A Procuradoria-Geral do Município de Salvador (PGMS) apresentou, na quinta-feira (22), a inteligência artificial institucional, batizada de Agente MarIA Quitéria. A cerimônia ocorreu no Mercure Hotel Salvador, no Rio Vermelho, reunindo autoridades, gestores públicos e convidados. Participaram do evento o procurador-geral do Município, Eduardo Porto, a subprocuradora-geral da cidade, Luciana Harth, e o fundador da plataforma MinutaIA, Caio Perona.
A Agente MarIA Quitéria foi desenvolvida para dar suporte às atividades jurídicas e administrativas da PGMS, com foco na atualização dos fluxos internos e apoio à atuação institucional. A ferramenta será acessível de forma individual, pessoal e restrita às atribuições funcionais de cada usuário, em conformidade com a Lei Geral de Proteção de Dados (LGPD).

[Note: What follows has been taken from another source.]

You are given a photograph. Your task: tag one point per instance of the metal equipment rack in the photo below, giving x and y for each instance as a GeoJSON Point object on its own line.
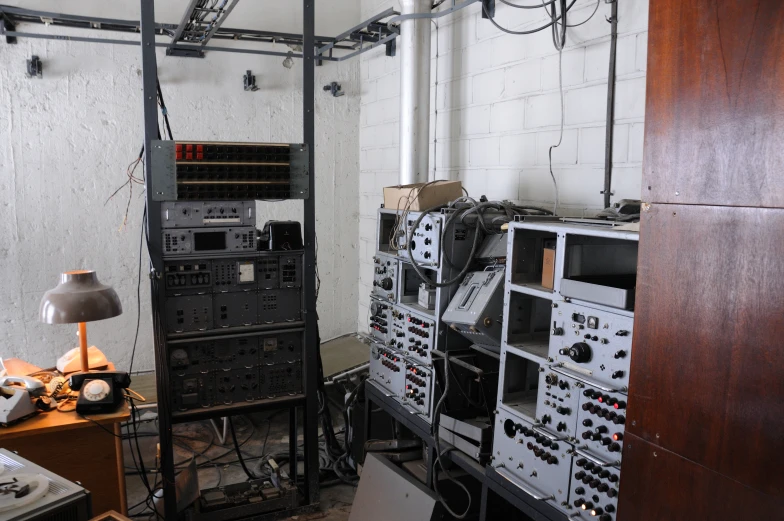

Integrada aos sistemas já utilizados pela Procuradoria, a inteligência artificial permitirá apoio direto à produção jurídica, com sugestões de minutas, modelos e padronizações, além de análises comparativas de textos com maior precisão semântica. A tecnologia também atuará na organização, triagem e classificação de processos, com uso de jurimetria, e na geração automática de resumos, facilitando a análise de casos extensos.
Durante o lançamento, o procurador-geral do Município, Eduardo Porto, destacou o impacto da ferramenta na rotina da instituição. “Essa ferramenta de inteligência artificial vem para qualificar e aprimorar o trabalho da Procuradoria-Geral do Município de Salvador, de todos os seus procuradores e colaboradores. Como nossa atuação está diretamente ligada à viabilização das políticas públicas e à condução de processos em favor do município, isso repercute positivamente na gestão e na cidade”, afirmou.
Porto ressaltou que a ferramenta não substitui o trabalho dos procuradores, mas o melhora significativamente. “Diante da complexidade e multiplicidade de demandas do cenário jurídico atual, com um grande volume de processos, a IA permitirá que o procurador, especialmente nas demandas repetitivas, tenha mais tempo para se dedicar a assuntos estratégicos para a PGMS, capazes de gerar resultados mais efetivos. Em termos simples, precisamos escolher nossas batalhas e concentrar energia no que é mais relevante”, completou.
FERRAMENTA — Técnico responsável pelo projeto, Jean Carlos Souza Silva, líder do Núcleo de Tecnologia da Informação (NTI) da PGMS, explicou que a solução foi desenvolvida ao longo de um ano. “Um de seus principais diferenciais é a capacidade de resumir processos. Muitos podem ter mais de 200 páginas, e a ferramenta gera um resumo em segundos, facilitando o trabalho do procurador, que não precisa ler toda a peça para identificar os pontos de atuação”, contou.
Presente no lançamento, o procurador do município Paulo Victor Sena ressaltou o apoio da ferramenta na elaboração de peças jurídicas. “Uma das funções do procurador é a criação de petições judiciais e extrajudiciais. A MarIA Quitéria é uma IA que dará suporte nessa elaboração, reduzindo o tempo de trabalho e permitindo que o procurador se dedique a outras atribuições igualmente importantes”, disse.
O nome da inteligência artificial faz referência a Maria Quitéria, figura histórica da Independência da Bahia e primeira mulher a integrar o Exército Brasileiro. Segundo o procurador-geral da cidade, a escolha do nome simboliza a relação entre tradição, serviço público e inovação que orienta a atuação da PGMS.
Ao longo de sua implantação, Salvador avança ao adotar a MinutaIA integrada ao seu próprio sistema interno de processos judiciais, ampliando a capacidade de resposta e tornando o serviço público mais eficiente na defesa dos interesses da cidade e na tutela dos direitos dos cidadãos.